|Posted by wolframw||PermalinkReply|
Chapter 12.15.2 of the spec explains that void initialization of a static array can be faster than default initialization. This seems logical because the array entries don't need to be set to NaN. However, when I ran some tests for my matrix implementation, it seemed that the default-initialized array is quite a bit faster.
The code (and the disassembly) is at https://gist.github.com/wolframw/73f94f73a822c7593e0a7af411fa97ac
I compiled with dmd -O -inline -release -noboundscheck -mcpu=avx2 and ran the tests with the m array being default-initialized in one run and void-initialized in another run.

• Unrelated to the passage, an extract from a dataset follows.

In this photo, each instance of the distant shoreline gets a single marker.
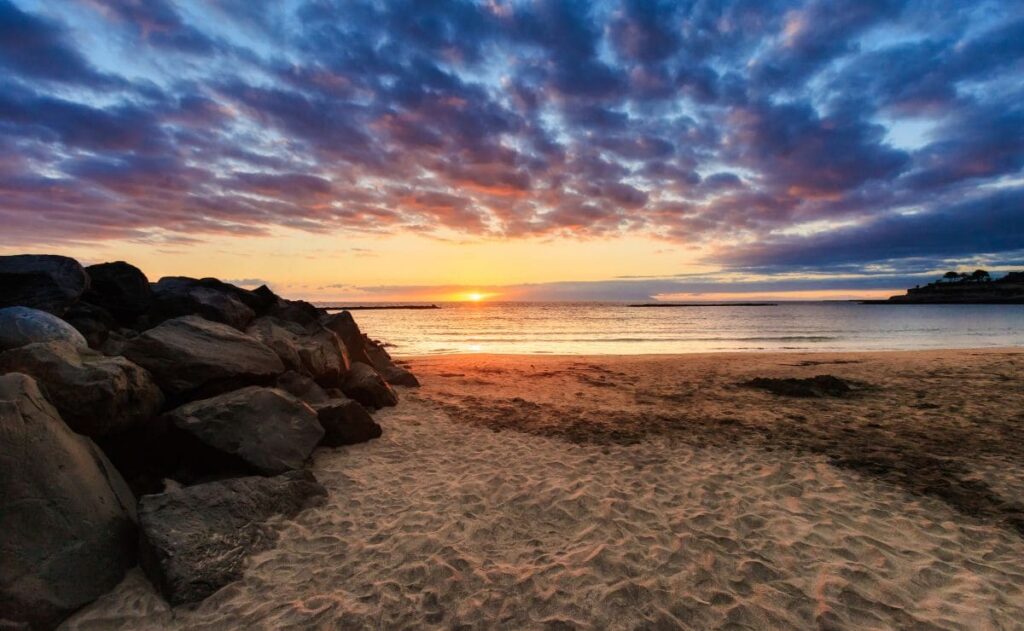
(380, 307)
(687, 304)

Default-initialized: 245 ms, 495 μs, and 2 hnsecs
Void-initialized: 324 ms, 697 μs, and 2 hnsecs
What the heck?
I've also inspected the disassembly and found an interesting difference in the benchmark loop (annotated with "start of loop" and "end of loop" in both disassemblies). It seems to me like the compiler partially unrolled the loop in both cases, but in the default-allocation case it discards every second result of the multiplication and saves each other result to the sink matrix. In the void-initialized version, it seems like each result is stored in the sink matrix.

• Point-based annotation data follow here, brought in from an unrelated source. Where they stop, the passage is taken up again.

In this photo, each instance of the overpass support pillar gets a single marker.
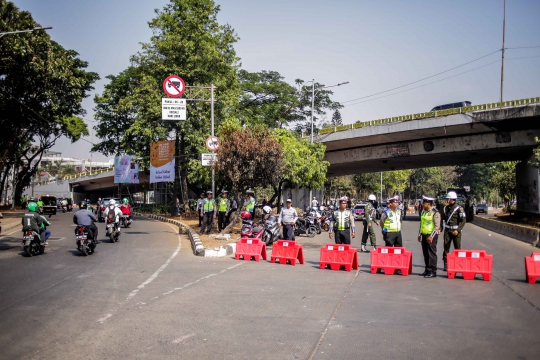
(528, 186)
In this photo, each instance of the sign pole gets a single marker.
(212, 120)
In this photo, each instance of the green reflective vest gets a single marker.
(392, 222)
(342, 219)
(209, 205)
(251, 204)
(427, 225)
(223, 204)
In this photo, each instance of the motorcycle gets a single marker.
(32, 243)
(113, 230)
(84, 244)
(251, 230)
(303, 226)
(271, 230)
(126, 220)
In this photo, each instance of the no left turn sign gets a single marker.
(212, 143)
(174, 86)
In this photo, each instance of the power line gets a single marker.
(523, 47)
(417, 87)
(417, 81)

I don't see how such a difference can be caused by the different initialization strategies. Is there something I'm not considering?
Also, if the compiler is smart enough to figure out that it can discard some of the results, why doesn't it just do away with the entire loop and run the multiplication only once? Since both input matrices are immutable and opBinary is pure, it is guaranteed that the result is always the same, isn't it?